Regex breaks when string contains binary data

aishafenton · September 8, 2010, 10:41am

Hi,
I can’t see why the following Regex isn’t working as expected. Maybe a
bug in ruby?

puts “345HI”.match(/HI|BYE/).inspect

HI
puts “\345HI”.match(/HI|BYE/).inspect
nil

What I expected was the second regex to find “HI” in the string too. Why
I need this, is that I’m printing data to stdout that will contain some
binary characters, and I’m using a regex to escape the newline
characters that it maybe contains.

I’m using Ruby 1.8.7

Thanks,
Aish

aishafenton · September 8, 2010, 12:36pm

Aisha F. wrote:

I can’t see why the following Regex isn’t working as expected. Maybe a
bug in ruby?

puts “345HI”.match(/HI|BYE/).inspect

HI
puts “\345HI”.match(/HI|BYE/).inspect
nil

Are you typing this in irb? Are you using any dodgy irb plugins like
wirble or anything else in .irbrc?

You should get a MatchData object as the response. For me it works
exactly as expected: this is under Ubuntu Lucid with the stock 1.8.7
packages.

$ irb --simple-prompt

RUBY_VERSION
=> “1.8.7”

RUBY_DESCRIPTION
=> “ruby 1.8.7 (2010-01-10 patchlevel 249) [x86_64-linux]”

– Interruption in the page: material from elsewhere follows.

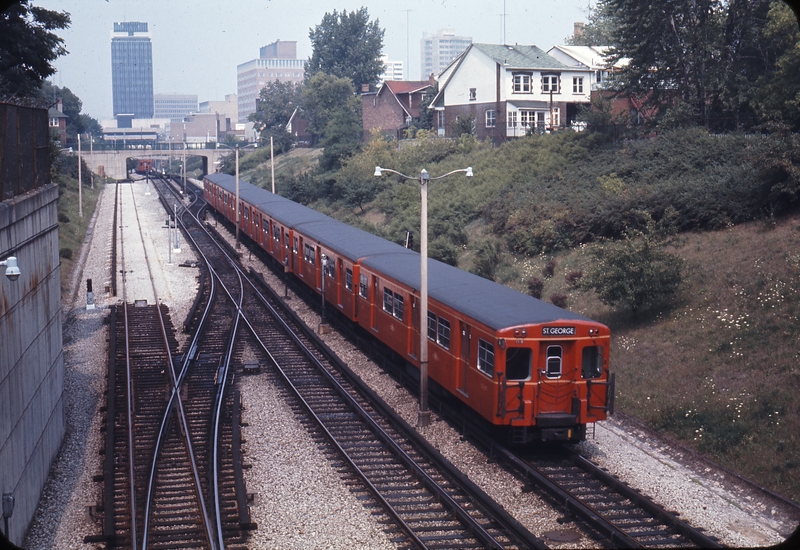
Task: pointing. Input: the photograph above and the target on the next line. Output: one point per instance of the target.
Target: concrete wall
(31, 355)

puts “345HI”.match(/HI|BYE/).inspect
#<MatchData “HI”>
=> nil

puts “\345HI”.match(/HI|BYE/).inspect
#<MatchData “HI”>
=> nil

puts “\345KI”.match(/HI|BYE/).inspect
nil
=> nil

I’m using Ruby 1.8.7

What exact version of ruby 1.8.7? (Show ruby -v). And where did you get
it from? Did you compile it yourself from source, or did you install a
ready-made binary package - if so, which one?

What operating system are you running under?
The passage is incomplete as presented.